In the Quran there is a chapter entitled “The Bee.” Within the chapter, two verses cover the essence of the honeybee: And your Lord inspired the bee: build homes in mountains and trees, and in (the hives) they build for you. Then eat from all the fruits, following the design of your Lord, precisely. From their bellies comes a drink of different colors, wherein there is healing for the people. This should be (sufficient) proof for people who reflect. (16:68-9) So it’s God’s inspiration to build the hives, to eat from the fruits, and to create the honey. It’s God’s inspiration and overall design. Bees appeared perhaps 100 million years ago, coinciding with the appearance of the first true flowering plants. In God’s beautiful system, the flowers and the bees are dependent on each other. The color and smell of the flower is not for man, although we can and should enjoy it. It’s to attract the bees to insure the flower’s survival. And if the flower didn’t produce nectar and pollen, the bee wouldn’t survive.

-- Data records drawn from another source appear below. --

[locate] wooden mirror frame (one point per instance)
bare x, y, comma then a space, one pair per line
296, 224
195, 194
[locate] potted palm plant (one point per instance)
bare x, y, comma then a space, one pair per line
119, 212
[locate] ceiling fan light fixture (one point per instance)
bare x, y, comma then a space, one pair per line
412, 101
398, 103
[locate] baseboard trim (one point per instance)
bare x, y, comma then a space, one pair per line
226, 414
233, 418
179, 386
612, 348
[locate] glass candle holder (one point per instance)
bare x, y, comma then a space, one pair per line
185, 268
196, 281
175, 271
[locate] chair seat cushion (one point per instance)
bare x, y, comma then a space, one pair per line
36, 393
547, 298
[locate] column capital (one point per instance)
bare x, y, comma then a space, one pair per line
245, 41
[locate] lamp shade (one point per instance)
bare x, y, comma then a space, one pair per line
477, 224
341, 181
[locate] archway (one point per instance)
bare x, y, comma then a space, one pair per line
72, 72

Within a honeybee hive, there are three types of bees—queen, worker and drone. There is a single queen bee. Her only job is to lay eggs. She lacks the glands to make wax and the tongue to gather nectar. She is fed, groomed, and defended to the death. She has no maternal instinct—she only lays the eggs; they’re cared for by the workers.
There are 40,000 to 80,000 workers in a hive, all female. To have that many creatures in such a small space, there must be great organization, a clear division of labor. Indeed there is. It’s amazingly precise and straightforward, and remarkably complex. How is it that all 50 or 60 thousand insects understand their role and perform their jobs without complaint or confusion? It’s God’s extraordinary design.

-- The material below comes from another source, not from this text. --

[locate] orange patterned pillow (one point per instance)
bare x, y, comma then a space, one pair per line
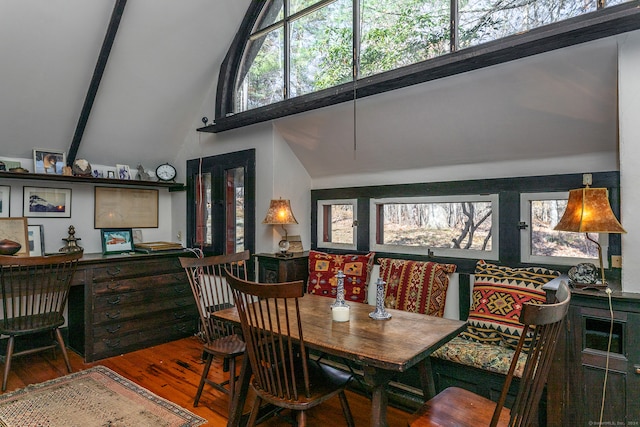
416, 286
323, 268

The bee’s life progresses from one job to another. The first half of its adult life, about three weeks, the workers are “house bees” confined to the hive. This is because only the young bees contain the glands that secrete “royal jelly,” the food fed to the larvae, and the glands that secrete wax for building cells in the comb. The first few days they work clean-up, keeping the hive free of dirt and debris. Then they are promoted to feeding the larvae—a big job as each larva must be attended about 1300 times a day. At about ten days old, they move on to receiving food from the gatherers and storing it in the combs. They also work on expanding and repairing the combs and tending the queen. Then they begin to act as guards at the entrance and make short exploratory flights outside. At about three weeks old, they begin gathering food. The rest of their lives, just a few weeks, is spent hauling loads of food as heavy as themselves from dawn to dusk.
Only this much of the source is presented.